5. The exploration system for post-forest fire investigation and evidence collection according to claim 1, characterized in that, The data aggregation node includes: 4G / 5G network routers are used to install SIM cards to access the public network and provide internet connectivity for aggregation nodes; The AP power amplifier is connected to the 4G / 5G network router via a wired connection. It is used to amplify the 2.4GHz wireless signal, extend the wireless coverage, and support multi-level bridging to further extend the communication distance. The AP power amplifier is configured in relay bridging mode to scan and connect to the upstream wireless network, while providing a local 2.4GHz wireless access point.

6. The exploration system for post-forest fire investigation and evidence collection according to claim 1, characterized in that, The backend system also includes: The case management and filing module is used to automatically archive all on-site photos, videos, drone 3D models, identification results, and manual correction records related to a single fire incident, forming a complete electronic case file; The time-series synchronization engine is used to intelligently associate and align multi-source data of the same fire scene uploaded by different terminals at different times, based on timestamps and geographic coordinates, providing a time-series consistent data foundation for the spatial analysis and plotting module.

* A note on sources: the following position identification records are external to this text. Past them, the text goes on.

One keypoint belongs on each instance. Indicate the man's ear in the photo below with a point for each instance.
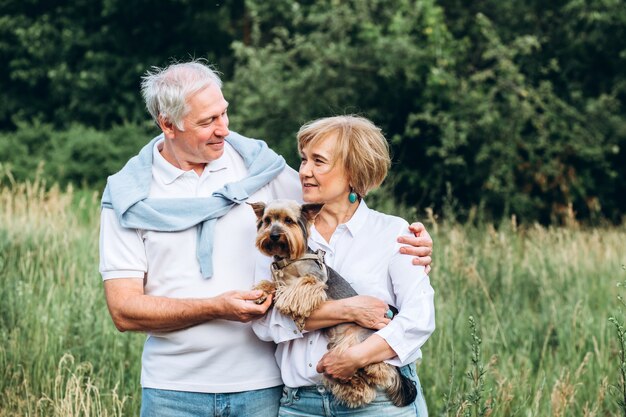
(309, 211)
(166, 126)
(259, 209)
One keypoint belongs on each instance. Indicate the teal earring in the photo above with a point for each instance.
(352, 197)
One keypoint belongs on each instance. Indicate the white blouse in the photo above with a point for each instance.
(365, 252)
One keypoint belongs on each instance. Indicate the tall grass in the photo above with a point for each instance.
(539, 342)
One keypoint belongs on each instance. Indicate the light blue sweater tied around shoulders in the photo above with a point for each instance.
(127, 194)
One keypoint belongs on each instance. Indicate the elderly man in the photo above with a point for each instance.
(177, 252)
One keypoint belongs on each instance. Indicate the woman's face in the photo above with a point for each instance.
(323, 182)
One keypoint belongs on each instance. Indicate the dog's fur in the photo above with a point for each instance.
(301, 282)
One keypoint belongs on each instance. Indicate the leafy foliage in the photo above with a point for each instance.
(492, 108)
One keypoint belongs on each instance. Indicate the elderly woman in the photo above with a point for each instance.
(343, 158)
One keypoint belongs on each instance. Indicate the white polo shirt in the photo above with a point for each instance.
(364, 251)
(220, 355)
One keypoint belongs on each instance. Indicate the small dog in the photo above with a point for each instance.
(301, 282)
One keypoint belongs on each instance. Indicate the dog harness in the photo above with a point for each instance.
(317, 256)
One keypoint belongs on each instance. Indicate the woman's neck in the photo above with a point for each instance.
(332, 215)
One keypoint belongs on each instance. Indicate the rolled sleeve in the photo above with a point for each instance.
(122, 252)
(415, 322)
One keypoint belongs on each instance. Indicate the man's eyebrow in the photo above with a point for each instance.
(208, 118)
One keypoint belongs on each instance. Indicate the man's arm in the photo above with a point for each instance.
(132, 310)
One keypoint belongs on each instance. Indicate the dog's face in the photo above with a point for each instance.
(283, 227)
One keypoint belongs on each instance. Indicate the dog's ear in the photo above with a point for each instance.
(309, 211)
(258, 208)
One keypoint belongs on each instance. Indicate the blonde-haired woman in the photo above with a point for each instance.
(343, 158)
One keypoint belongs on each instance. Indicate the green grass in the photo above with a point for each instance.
(540, 342)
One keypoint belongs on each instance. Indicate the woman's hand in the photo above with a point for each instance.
(420, 246)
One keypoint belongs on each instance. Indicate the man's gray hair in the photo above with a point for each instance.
(165, 90)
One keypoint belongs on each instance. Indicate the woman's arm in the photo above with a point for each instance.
(366, 311)
(342, 366)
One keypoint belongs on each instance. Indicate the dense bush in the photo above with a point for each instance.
(492, 108)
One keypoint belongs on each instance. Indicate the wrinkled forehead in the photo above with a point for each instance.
(282, 208)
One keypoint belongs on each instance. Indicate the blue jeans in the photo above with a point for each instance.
(165, 403)
(317, 401)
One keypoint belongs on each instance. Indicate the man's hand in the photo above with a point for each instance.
(420, 246)
(241, 306)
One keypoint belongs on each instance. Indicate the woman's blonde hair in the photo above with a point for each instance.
(359, 145)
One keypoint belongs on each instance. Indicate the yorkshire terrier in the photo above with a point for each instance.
(301, 281)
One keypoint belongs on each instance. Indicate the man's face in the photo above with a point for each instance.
(205, 126)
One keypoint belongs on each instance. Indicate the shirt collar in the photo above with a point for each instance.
(169, 173)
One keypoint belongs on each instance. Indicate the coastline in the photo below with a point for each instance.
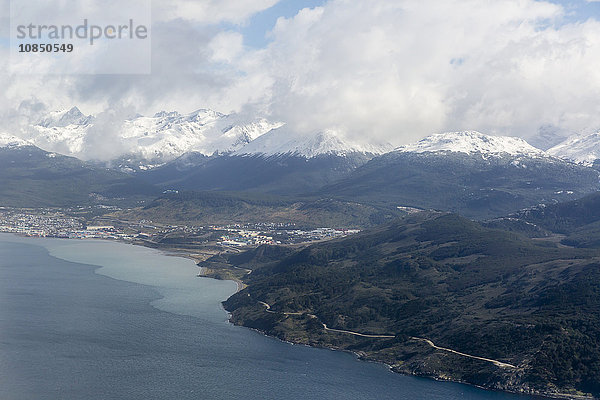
(359, 355)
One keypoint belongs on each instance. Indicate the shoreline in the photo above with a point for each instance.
(359, 355)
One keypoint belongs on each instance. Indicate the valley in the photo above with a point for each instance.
(460, 257)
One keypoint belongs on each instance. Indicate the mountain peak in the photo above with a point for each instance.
(63, 118)
(283, 141)
(470, 142)
(580, 149)
(9, 141)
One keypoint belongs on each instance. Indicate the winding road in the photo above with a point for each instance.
(497, 363)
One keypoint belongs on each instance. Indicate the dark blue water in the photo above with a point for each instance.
(67, 332)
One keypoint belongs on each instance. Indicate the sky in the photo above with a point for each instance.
(374, 70)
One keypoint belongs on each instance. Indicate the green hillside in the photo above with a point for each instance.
(475, 290)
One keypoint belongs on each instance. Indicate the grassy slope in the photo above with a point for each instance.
(480, 291)
(217, 208)
(469, 185)
(30, 177)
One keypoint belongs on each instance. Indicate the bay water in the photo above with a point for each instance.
(86, 319)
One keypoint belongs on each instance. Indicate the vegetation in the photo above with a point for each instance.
(220, 208)
(480, 291)
(30, 177)
(473, 186)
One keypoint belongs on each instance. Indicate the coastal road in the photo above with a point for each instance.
(497, 363)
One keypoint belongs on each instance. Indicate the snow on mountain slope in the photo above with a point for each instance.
(283, 141)
(583, 150)
(65, 118)
(166, 136)
(471, 142)
(151, 140)
(7, 140)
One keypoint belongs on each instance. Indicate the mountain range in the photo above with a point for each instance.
(477, 175)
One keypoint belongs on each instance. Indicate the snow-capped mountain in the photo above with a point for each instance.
(583, 150)
(65, 118)
(549, 136)
(472, 142)
(9, 141)
(284, 141)
(471, 173)
(146, 141)
(281, 161)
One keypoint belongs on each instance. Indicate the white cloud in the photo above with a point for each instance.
(404, 69)
(210, 11)
(393, 70)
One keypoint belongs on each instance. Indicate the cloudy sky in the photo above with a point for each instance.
(394, 70)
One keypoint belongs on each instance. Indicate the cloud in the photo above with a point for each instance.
(378, 70)
(210, 11)
(401, 70)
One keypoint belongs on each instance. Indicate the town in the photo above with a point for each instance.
(57, 223)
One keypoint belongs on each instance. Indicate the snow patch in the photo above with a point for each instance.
(471, 142)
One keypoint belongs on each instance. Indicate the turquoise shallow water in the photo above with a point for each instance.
(104, 320)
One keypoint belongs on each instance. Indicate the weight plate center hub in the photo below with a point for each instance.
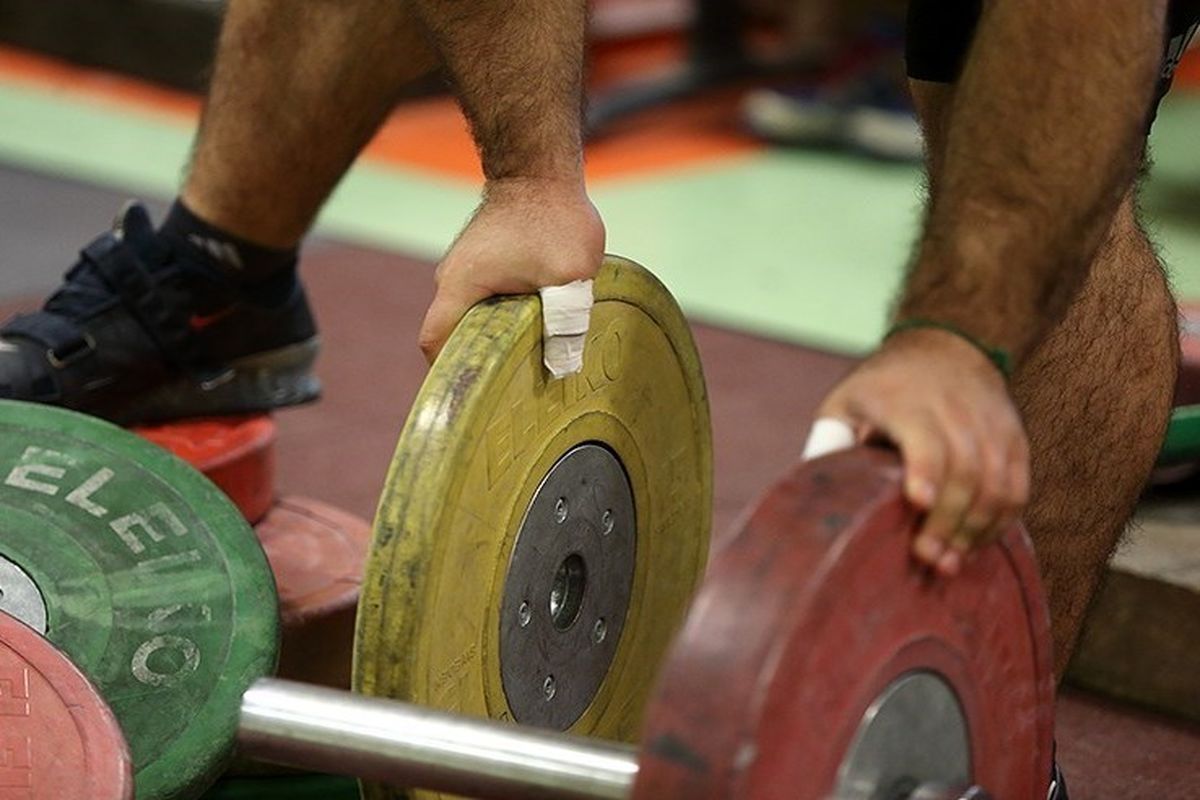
(913, 734)
(21, 597)
(568, 588)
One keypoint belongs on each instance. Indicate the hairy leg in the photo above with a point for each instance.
(298, 89)
(1095, 397)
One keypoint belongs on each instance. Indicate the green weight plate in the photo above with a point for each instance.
(293, 787)
(147, 576)
(1182, 441)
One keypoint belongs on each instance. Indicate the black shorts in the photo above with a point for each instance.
(940, 34)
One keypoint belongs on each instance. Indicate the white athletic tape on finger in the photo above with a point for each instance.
(828, 435)
(565, 312)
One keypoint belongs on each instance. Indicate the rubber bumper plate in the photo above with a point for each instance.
(317, 553)
(865, 679)
(538, 541)
(237, 453)
(58, 738)
(147, 576)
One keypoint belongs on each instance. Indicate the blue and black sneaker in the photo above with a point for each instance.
(139, 332)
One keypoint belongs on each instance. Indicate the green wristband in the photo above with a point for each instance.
(1002, 359)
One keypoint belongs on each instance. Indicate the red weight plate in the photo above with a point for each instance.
(317, 553)
(237, 453)
(1187, 388)
(58, 738)
(810, 612)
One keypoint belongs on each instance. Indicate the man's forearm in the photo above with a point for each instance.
(517, 67)
(1043, 140)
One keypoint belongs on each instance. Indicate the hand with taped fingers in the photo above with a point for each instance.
(946, 407)
(527, 234)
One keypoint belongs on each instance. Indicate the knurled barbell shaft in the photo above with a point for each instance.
(406, 745)
(409, 746)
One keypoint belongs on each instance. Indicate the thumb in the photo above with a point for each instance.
(447, 310)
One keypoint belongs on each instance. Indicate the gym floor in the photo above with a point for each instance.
(765, 250)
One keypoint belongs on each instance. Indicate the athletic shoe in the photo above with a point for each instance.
(139, 334)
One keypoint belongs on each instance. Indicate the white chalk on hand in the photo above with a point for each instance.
(828, 435)
(565, 312)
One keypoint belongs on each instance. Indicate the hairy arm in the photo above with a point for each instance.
(517, 66)
(1042, 143)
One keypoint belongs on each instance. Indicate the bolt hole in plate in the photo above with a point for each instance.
(838, 632)
(468, 539)
(583, 572)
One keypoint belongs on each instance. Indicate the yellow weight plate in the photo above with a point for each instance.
(502, 517)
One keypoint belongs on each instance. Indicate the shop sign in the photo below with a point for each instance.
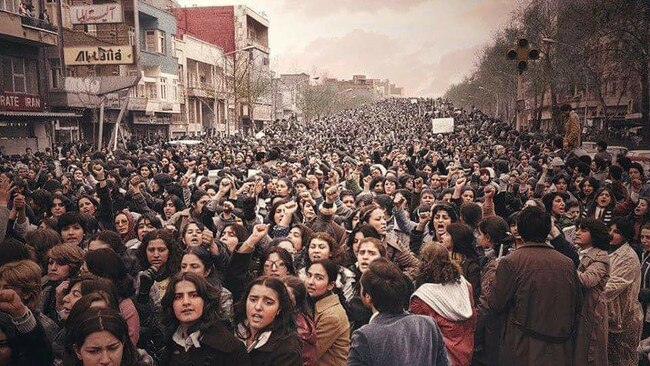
(152, 120)
(20, 102)
(100, 55)
(96, 14)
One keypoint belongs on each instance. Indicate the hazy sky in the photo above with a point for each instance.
(422, 45)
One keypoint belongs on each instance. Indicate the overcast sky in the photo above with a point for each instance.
(422, 45)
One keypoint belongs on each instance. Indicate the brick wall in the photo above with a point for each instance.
(213, 24)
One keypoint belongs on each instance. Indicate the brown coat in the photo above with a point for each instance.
(539, 291)
(591, 336)
(332, 332)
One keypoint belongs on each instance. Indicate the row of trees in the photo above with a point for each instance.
(587, 47)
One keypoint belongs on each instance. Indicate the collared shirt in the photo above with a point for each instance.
(187, 342)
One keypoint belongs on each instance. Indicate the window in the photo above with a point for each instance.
(55, 73)
(152, 90)
(8, 5)
(163, 88)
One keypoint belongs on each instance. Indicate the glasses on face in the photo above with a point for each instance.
(278, 264)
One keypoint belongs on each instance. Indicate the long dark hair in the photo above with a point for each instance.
(211, 302)
(283, 321)
(94, 320)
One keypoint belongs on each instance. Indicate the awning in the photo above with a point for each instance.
(39, 114)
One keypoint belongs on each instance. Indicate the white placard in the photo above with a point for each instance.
(442, 125)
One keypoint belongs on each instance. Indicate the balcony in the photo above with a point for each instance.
(28, 30)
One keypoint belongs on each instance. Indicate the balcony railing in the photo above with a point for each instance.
(38, 24)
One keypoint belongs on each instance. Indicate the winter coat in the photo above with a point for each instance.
(218, 347)
(332, 332)
(591, 335)
(452, 307)
(539, 290)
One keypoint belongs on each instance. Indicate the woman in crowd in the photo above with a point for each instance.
(332, 325)
(198, 334)
(199, 261)
(304, 318)
(266, 324)
(64, 262)
(445, 295)
(591, 336)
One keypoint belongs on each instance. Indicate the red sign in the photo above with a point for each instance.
(20, 102)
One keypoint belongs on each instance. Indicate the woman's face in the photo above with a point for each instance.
(73, 234)
(587, 188)
(169, 209)
(389, 187)
(641, 208)
(368, 252)
(262, 306)
(58, 208)
(279, 214)
(192, 237)
(187, 304)
(582, 238)
(229, 238)
(440, 222)
(157, 253)
(121, 224)
(645, 239)
(468, 196)
(318, 249)
(377, 220)
(617, 238)
(87, 207)
(144, 227)
(295, 236)
(70, 299)
(317, 282)
(275, 266)
(604, 199)
(484, 240)
(57, 271)
(558, 206)
(355, 242)
(192, 263)
(100, 349)
(281, 189)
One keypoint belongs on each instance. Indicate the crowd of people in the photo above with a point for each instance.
(359, 239)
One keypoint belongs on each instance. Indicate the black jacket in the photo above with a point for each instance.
(282, 349)
(218, 347)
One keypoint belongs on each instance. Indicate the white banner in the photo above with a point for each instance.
(96, 14)
(442, 125)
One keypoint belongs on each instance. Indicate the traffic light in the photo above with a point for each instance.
(523, 53)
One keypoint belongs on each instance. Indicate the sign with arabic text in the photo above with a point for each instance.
(98, 55)
(96, 14)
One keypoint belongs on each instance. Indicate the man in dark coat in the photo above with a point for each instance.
(393, 337)
(539, 291)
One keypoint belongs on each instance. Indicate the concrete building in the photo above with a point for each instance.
(201, 76)
(26, 119)
(242, 33)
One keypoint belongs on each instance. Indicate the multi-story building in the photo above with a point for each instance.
(201, 76)
(242, 33)
(26, 119)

7. The exploration system for post-forest fire investigation and evidence collection according to claim 1, characterized in that, The traces identified by the trace recognition module include at least: the direction of fire spread determined based on the characteristics of vegetation burn morphology and the tilt angle of the charred layer; the electric ignition source determined based on the characteristics of electric melting marks; the lightning ignition source determined based on the characteristics of lightning melting marks; and the traces of electric burn-off and the traces of burn-off spread determined based on the characteristics of burn-off.

8. The exploration system for post-forest fire investigation and evidence collection according to claim 2, characterized in that, The model training module supports region selection of imported sample images, saving the selected region as a positive sample and the unselected region as a negative sample, and supports the creation of independent training datasets for combustion spread direction, ignition source type and burn marks.

9. The exploration system for post-forest fire investigation and evidence collection according to claim 1, characterized in that, It also includes a public cloud server, which is configured with a fixed public IP address or bound domain name and has open specified communication ports. It is used as a data relay server to realize remote data communication between the handheld acquisition terminal and the backend system when the handheld acquisition terminal cannot connect to the internal network backend.

10. The exploration system for post-forest fire investigation and evidence collection according to claim 1, characterized in that, Voice communication is supported between multiple handheld terminals and between the handheld terminals and the backend system; the task collaboration and push module is also used to respond to the group chat command of the backend operator and broadcast voice messages to all online handheld acquisition terminals.